Nas últimas semanas um vídeo muito curto, de apenas 22 segundos, se tornou viral no YouTube, Instagram e TikTok, tendo sido postado e repostado dezenas de vezes por diversos usuários destas redes sociais (assista acima). Ele mostra um Fiat 500e em um elevador de serviço, e um narrador não identificado diz que dois pequenos amassados na parte cental da tampa do assoalho do carro destruíram as baterias do veículo. O autor afirma ainda que o conserto custa R$ 240 mil.

Durante as duas últimas semanas a reportagem do Use Elétrico se debruçou longamente sobre este tema, e após colher muitas informações com dezenas de fontes envolvidas direta e indiretamente com o vídeo esmiuçou o caso, podendo afirmar seguramente que as informações nele mostradas são falsas.

Vamos explicitar, agora, ponto por ponto do vídeo.

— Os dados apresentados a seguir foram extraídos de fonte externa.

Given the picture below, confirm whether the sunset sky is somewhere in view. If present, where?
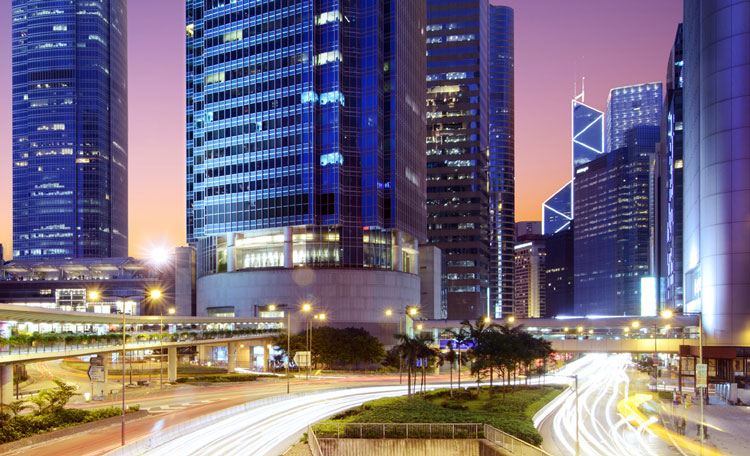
[0,0,682,259]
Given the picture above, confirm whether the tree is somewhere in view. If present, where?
[449,328,471,389]
[441,346,458,397]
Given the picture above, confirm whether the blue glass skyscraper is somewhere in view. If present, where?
[186,0,426,275]
[489,5,516,318]
[604,82,663,152]
[573,125,659,315]
[12,0,128,258]
[542,91,604,234]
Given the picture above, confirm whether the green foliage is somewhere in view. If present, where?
[321,386,561,445]
[273,326,386,367]
[0,407,123,444]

O CONTEXTO: O vídeo foi gravado em agosto de 2022 em uma concessionária Fiat do Sul do país, onde o veículo em questão se encontrava para avaliação dos reparos necessários. Ocorria então ali um treinamento para oficinas tradicionais interessadas em trabalhar com veículos elétricos e híbridos, promovido em parceria por duas empresas especializadas. Como parte deste treinamento foi mostrado o carro no elevador, anunciado que suas baterias estavam danificadas e solicitado aos participantes presentes que observassem o veículo, antes de qualquer explicação, e tentassem entender a origem do problema, que seria detalhado, discutido e esclarecido depois. Foi nesse momento que então um dos participantes do treinamento fez o vídeo e, mais tarde, postou o material em redes sociais. Ou seja: no vídeo por ele gravado as afirmações são baseadas somente suas próprias conclusões pessoais, sem nenhum embasamento técnico ou orientação de qualquer profissional especializado. “A pessoa que gravou o vídeo não entende absolutamente nada de carros elétricos”, confidenciou à reportagem do Use Elétrico um dos sócios de uma das empresas que estavam promovendo o treinamento, que solicitou anonimato dadas as demais empresas parceiras envolvidas, que não quiseram se pronunciar.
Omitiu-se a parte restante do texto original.